Random observations about the show:

  • The way the singer’s voice shattered my assumptions. It surprised me to see just how much of Blake’s voice is really his voice, not electronically manipulated or enhanced – especially in songs like ‘Give Me My Month’, where it’s just him and the piano. He is a tremendously gifted singer, and it was awe-inspiring to see how the vocal calisthenics that appeared studio-tweaked were just raw talent.
  • I liked the way Ben Assiter used both a drum machine and an acoustic drum-kit, sometimes simultaneously. This may not seem like a big deal to you, but I am obsessed with sounds, and this is what I mean by a peek at the bones of a song – the realization, for example, that the sound of the hi-hat on Blake’s cover of Feist’s ‘Limit to your Love’ is really a hi-hat.
  • ‘I Never Learned To Share’ and ‘Lindisfarne’, two songs where Blake actually sequences and layers his voice, gave me goosebumps.

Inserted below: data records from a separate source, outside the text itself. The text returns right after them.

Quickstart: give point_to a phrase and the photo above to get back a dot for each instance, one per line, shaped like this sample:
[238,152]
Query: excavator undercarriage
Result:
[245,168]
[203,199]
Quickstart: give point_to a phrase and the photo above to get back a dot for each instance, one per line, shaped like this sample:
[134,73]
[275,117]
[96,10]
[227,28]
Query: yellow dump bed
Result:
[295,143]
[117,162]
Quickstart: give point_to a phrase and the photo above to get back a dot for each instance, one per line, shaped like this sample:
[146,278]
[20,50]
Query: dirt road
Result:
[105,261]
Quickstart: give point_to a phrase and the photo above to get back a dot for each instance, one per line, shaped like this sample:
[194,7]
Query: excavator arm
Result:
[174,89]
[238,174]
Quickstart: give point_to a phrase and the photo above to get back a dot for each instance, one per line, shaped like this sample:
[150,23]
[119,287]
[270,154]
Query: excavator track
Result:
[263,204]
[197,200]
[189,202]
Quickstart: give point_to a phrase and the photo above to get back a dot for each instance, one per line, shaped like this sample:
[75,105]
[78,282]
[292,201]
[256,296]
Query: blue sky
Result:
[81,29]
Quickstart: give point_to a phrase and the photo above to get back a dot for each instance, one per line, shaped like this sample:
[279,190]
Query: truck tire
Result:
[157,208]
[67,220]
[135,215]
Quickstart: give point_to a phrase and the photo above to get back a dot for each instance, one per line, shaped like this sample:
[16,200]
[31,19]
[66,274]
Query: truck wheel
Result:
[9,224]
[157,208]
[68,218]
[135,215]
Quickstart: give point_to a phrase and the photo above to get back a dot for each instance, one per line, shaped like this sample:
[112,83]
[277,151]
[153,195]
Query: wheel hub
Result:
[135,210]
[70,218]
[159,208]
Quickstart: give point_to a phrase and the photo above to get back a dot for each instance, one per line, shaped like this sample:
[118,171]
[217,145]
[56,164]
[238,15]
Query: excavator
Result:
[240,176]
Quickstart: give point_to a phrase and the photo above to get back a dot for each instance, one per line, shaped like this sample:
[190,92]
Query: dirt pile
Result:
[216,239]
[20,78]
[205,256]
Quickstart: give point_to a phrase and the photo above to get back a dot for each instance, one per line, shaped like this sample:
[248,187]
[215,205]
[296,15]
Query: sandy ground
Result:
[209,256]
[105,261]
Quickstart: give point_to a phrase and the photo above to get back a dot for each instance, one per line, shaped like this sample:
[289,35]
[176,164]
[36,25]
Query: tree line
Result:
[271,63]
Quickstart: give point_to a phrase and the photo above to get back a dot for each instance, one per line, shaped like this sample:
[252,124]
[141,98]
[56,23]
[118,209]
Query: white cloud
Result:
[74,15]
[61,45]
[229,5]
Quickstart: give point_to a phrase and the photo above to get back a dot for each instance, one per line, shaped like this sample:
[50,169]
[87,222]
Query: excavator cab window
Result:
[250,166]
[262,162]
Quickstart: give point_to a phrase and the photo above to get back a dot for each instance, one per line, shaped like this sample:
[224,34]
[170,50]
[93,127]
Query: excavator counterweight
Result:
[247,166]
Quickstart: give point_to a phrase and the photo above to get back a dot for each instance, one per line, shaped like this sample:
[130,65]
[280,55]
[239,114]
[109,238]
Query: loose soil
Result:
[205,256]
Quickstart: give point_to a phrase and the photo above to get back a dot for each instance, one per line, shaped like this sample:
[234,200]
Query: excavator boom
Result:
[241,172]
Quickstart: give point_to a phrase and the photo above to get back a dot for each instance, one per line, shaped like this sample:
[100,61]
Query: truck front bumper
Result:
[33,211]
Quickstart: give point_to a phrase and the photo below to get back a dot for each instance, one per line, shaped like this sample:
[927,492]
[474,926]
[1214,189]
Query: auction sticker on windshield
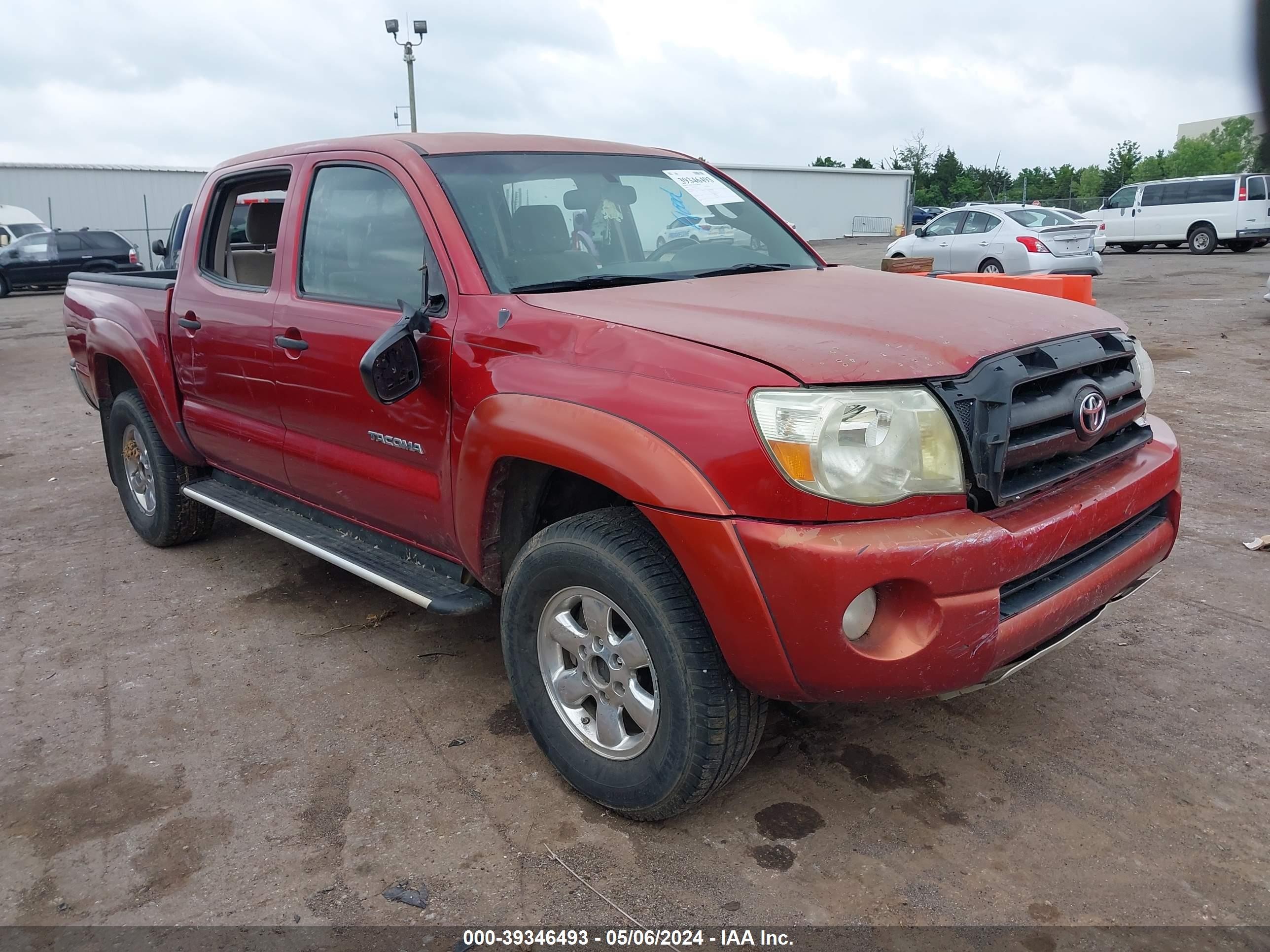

  • The new songs they played, one to close the show, the other in the encore, sounded more upbeat, much unlike Blake’s usual style, making for a concert where the melancholy, sparse melodies were punctuated with very peppy, head-bopping sequences.  And it also makes me happy to know that Blake is not sticking to the style that has worked for him, and is trying out different things. It’s also made me fairly sure that I am going to see this guy the next time he performs in LA.
  • The throbbing bass, oh dear god, especially on the encore track ‘Anti-War Dub’ and ‘Limit to your Love’. Think about the deepest, most gut-rattling growl of a subsonic frequency you’ve ever heard, and you’ll probably understand. Maybe.
  • Blake introduced drummer Ben Assiter and guitarist Rob McAndrews as his high-school friends, who have been accompanying him since the very beginning of his career. That made me smile.
  • My favorite Blake song, in case you haven’t figured it out already, is ‘The Wilhelm Scream’. It was the last song (pre-encore), just like I had expected, but maybe because I had already you-tubed it, the song did not have the level of spontaneity to it as the others. Perhaps that is not so surprising after all, considering how much these guys must have played the track live.
  • This did not however prevent me from recording the song myself, on the phone.

Note: the pictures were taken off the iPhone, please excuse the poor quality.